Taiwan protests Indonesia deportations of suspects to China

TAIPEI (AFP) - Taiwan issued a protest to Beijing on Thursday (Aug 3) over a decision by Indonesia to deport 22 Taiwanese fraud suspects to China, the latest such deportation to hit the island amid frosty cross-strait ties.

The move comes days after Indonesian police said they had busted a sprawling US$450 million (S$600 million) cyber fraud ring targeting wealthy businessmen and politicians in China.

Taiwan's foreign ministry said its deported nationals were among 143 Chinese and Taiwanese suspects arrested in raids on July 29 in various locations including Jakarta, the city of Surabaya and on the resort island of Bali.

In a statement, the ministry said Jakarta had ignored Taipei's request that the Taiwanese suspects be returned to the island and instead sent them to the mainland cities of Chengdu and Tianjin on Thursday.

"China continues to forcibly take Taiwanese to the mainland, completely ignoring our gestures of goodwill and appeal," the Mainland Affairs Council - Taiwan's official body handling China relations - said in a statement.

"This is detrimental for investigation into cross-border crimes, and it also affects positive development of cross-strait relations," it said.
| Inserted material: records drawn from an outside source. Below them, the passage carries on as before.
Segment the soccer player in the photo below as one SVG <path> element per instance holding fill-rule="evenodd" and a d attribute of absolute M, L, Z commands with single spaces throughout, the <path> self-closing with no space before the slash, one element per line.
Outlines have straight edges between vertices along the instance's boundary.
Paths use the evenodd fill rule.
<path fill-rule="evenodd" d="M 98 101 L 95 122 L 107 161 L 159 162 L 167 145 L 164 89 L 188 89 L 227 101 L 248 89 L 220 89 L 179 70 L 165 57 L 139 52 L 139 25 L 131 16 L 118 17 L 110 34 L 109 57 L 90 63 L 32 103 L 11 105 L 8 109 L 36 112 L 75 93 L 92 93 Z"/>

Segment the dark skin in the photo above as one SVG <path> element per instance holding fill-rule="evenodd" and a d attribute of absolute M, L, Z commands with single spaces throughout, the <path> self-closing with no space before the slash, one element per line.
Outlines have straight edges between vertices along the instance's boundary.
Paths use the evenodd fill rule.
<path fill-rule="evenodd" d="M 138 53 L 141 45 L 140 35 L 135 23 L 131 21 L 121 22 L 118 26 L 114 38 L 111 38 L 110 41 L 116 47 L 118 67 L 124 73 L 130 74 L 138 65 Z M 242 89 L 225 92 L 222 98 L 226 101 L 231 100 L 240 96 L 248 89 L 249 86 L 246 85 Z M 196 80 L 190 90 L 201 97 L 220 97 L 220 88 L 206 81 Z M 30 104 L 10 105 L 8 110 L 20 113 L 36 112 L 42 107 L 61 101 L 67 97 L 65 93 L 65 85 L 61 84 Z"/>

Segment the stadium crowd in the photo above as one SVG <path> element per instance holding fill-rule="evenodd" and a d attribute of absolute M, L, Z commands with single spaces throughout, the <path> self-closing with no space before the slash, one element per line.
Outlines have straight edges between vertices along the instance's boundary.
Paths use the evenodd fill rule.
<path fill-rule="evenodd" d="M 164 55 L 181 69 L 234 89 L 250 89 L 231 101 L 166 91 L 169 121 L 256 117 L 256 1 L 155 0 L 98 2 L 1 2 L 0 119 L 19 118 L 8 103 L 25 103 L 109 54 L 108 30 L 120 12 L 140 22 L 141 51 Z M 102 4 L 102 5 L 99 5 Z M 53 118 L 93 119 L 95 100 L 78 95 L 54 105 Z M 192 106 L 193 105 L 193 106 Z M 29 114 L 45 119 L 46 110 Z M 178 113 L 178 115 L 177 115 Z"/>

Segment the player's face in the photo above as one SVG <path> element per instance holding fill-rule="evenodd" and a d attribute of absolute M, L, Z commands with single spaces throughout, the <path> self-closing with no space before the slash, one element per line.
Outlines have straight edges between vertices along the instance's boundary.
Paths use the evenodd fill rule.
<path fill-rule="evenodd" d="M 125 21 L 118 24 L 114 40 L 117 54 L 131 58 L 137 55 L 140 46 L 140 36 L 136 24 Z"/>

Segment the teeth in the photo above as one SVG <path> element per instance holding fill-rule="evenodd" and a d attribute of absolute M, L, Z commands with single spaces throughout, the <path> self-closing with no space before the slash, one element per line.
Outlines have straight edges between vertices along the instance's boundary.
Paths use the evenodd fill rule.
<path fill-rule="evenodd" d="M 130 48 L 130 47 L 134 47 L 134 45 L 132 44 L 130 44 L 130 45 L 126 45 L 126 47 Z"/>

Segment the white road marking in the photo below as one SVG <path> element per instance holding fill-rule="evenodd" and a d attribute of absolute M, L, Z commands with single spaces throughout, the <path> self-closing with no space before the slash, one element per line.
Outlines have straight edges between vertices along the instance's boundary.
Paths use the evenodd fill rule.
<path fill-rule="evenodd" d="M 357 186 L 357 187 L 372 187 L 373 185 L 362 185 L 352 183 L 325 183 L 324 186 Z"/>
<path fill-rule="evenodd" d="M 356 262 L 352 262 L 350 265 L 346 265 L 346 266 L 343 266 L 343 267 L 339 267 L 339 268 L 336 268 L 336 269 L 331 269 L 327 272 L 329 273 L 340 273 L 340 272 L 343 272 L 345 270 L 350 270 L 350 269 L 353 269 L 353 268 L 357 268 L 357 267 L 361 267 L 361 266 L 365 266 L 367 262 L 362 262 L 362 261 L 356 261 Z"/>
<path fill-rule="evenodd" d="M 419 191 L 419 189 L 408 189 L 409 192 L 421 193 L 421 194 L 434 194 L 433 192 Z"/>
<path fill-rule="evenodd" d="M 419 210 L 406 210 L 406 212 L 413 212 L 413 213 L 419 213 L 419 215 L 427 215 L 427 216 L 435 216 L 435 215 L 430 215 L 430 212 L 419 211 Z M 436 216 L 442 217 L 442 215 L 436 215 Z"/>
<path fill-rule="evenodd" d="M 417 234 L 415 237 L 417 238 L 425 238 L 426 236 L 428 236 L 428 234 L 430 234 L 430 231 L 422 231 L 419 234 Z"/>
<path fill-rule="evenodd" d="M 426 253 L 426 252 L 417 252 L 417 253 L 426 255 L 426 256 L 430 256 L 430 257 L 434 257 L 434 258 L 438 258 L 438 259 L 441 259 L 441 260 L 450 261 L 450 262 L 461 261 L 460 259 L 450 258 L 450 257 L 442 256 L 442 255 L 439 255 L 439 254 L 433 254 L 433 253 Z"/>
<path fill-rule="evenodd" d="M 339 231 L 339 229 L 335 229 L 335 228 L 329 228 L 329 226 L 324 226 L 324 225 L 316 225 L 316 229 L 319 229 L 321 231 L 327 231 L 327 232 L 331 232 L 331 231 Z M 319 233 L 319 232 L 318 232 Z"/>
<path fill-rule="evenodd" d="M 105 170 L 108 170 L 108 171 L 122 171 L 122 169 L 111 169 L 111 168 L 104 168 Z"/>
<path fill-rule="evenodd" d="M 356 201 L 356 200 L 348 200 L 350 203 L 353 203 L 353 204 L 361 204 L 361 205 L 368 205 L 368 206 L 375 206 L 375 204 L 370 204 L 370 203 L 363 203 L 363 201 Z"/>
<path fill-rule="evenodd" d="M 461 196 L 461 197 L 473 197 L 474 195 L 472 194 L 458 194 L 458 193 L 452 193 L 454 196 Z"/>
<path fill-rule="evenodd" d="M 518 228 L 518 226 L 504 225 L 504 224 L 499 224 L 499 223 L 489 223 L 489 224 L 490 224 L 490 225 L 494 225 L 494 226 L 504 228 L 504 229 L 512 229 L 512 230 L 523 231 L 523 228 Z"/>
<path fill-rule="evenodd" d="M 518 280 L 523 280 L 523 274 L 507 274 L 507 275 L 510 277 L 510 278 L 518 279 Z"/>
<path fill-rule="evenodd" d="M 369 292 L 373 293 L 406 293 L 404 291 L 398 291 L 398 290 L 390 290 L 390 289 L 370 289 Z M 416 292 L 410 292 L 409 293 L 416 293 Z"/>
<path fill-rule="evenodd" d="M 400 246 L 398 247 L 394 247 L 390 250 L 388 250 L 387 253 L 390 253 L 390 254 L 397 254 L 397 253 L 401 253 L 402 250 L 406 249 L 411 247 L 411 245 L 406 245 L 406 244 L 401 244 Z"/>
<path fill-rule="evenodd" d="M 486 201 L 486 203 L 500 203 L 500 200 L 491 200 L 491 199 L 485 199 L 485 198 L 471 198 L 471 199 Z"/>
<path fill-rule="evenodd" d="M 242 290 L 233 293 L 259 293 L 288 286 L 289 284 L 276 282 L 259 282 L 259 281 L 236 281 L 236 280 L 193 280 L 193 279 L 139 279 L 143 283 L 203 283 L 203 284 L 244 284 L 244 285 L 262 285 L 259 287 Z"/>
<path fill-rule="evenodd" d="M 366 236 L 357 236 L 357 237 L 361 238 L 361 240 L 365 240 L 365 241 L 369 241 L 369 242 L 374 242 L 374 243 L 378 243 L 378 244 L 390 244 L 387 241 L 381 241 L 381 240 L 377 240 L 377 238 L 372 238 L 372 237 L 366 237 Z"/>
Indonesian authorities declined to specify the suspects' nationalities.

"This morning we sent back 143 people who were suspected for cybercrime using two planes to China," immigration spokesman Agung Sampurno told AFP.

"(They) have been sent back using emergency travel document issued by the Chinese embassy, so logically they are Chinese," he said, adding the planes the suspects were put on were prepared by the Chinese government.

Taiwan's foreign ministry said it had directed its Jakarta office to lodge a protest with the Indonesian government.

The incident is the latest of several international deportations of Taiwanese suspects to China since Taiwan's President Tsai Ing-wen came to power last May.

Beijing distrusts Tsai, who has refused to recognise the island as part of "one China".

China sees the island as a breakaway province to be brought back within its fold.

Under former China-friendly president Ma Ying-jeou, suspects would usually have been deported back to Taiwan as part of informal arrangements between crimefighting agencies in China, Taiwan, and countries where the fraudsters are operating.

Just last week, Cambodia deported seven Taiwanese suspects implicated in another telecoms fraud case to China.

In February, Spain sent more than 200 Taiwanese suspects to China despite Taipei's protest.